Learning other languages is a step to develop tolerance. Understanding what others say is extremely important because language barriers create misunderstandings and incomprehension. Speaking the same language is a form of progress that would allow people to understand each other better and to be open to learn new concepts, tradition, ideas and beliefs. Communication and tolerance are not unilateral processes, but need two or more individuals to actively exchange ideas and listen to opinions. This is very difficult if we do not have a good knowledge of the same language.

Let’s consider for example children with communication or language delay. This affects their ability to socialise, to interact and their possibility to be accepted and integrated in the social peer group. In turn, this could decrease their motivation to be accepted and understood. Communication among people is simplified if we use the same code (language) to talk to each other and, of course, if we are equally capable to use that same language.

However, I also think that tolerance is taught to people since they are children. It is a skill that is cultivated from childhood and that goes beyond language. Parents have the important role of teaching their children to be curious in life and of life.

Curiosity is extremely important and motivates people to see, listen, search, understand, agree or disagree, accept the differences — that is tolerance in my opinion.

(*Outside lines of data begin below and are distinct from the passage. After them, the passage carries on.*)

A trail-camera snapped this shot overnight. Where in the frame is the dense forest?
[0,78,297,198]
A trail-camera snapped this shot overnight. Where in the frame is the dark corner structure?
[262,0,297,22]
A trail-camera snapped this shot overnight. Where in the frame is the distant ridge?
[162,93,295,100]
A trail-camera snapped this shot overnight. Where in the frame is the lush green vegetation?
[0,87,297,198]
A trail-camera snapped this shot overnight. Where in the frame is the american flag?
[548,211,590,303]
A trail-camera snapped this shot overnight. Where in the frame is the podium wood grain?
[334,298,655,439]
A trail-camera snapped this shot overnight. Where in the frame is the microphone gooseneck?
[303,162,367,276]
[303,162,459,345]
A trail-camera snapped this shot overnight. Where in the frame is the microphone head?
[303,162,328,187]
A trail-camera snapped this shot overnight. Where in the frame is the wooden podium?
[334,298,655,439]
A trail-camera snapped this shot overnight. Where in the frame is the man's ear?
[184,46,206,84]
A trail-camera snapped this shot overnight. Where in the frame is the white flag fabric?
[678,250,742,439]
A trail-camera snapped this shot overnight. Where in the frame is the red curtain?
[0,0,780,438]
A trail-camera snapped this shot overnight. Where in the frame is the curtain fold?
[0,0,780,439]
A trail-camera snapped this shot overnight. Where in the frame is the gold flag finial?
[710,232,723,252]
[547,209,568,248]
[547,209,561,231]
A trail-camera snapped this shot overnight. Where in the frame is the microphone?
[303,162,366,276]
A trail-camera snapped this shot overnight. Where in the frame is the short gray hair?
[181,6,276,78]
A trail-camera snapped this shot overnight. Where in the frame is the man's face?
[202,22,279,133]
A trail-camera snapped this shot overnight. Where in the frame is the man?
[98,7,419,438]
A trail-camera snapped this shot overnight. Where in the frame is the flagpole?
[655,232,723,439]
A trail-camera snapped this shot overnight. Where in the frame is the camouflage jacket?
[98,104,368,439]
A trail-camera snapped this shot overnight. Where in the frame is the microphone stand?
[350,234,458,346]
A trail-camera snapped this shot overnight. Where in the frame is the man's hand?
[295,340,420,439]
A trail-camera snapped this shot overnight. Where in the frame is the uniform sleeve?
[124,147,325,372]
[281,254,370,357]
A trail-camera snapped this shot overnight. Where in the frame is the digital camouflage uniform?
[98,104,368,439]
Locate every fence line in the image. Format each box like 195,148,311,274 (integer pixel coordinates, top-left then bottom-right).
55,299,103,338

Learning a new language is extremely important as one of the steps in the promotion of tolerance but it is not enough. Tolerance is taught in the family first because children repeat words, behaviours and attitudes observed in their parents. Tolerance is cultivated at school and through activities that promote the exchange of beliefs and knowledge of new ideas, and integration of the differences.

Learning more languages could be promoted by the society as giving opportunities of learning to people in the community. These opportunities should be easy to access (cost, timing, etc) and not exclusive for few.

In addition, intolerance and discrimination should be punished by law. So, at the same time each Government could do its best to facilitate tolerance on different levels: speaking the same language or learning new languages can help to spread tolerance among people with no doubt. Is this enough to ensure a tolerant and open minded society? Unfortunately not. This is why many people are intolerant towards others even if they speak the same language and they live in the same country, but simply because they believe in different things.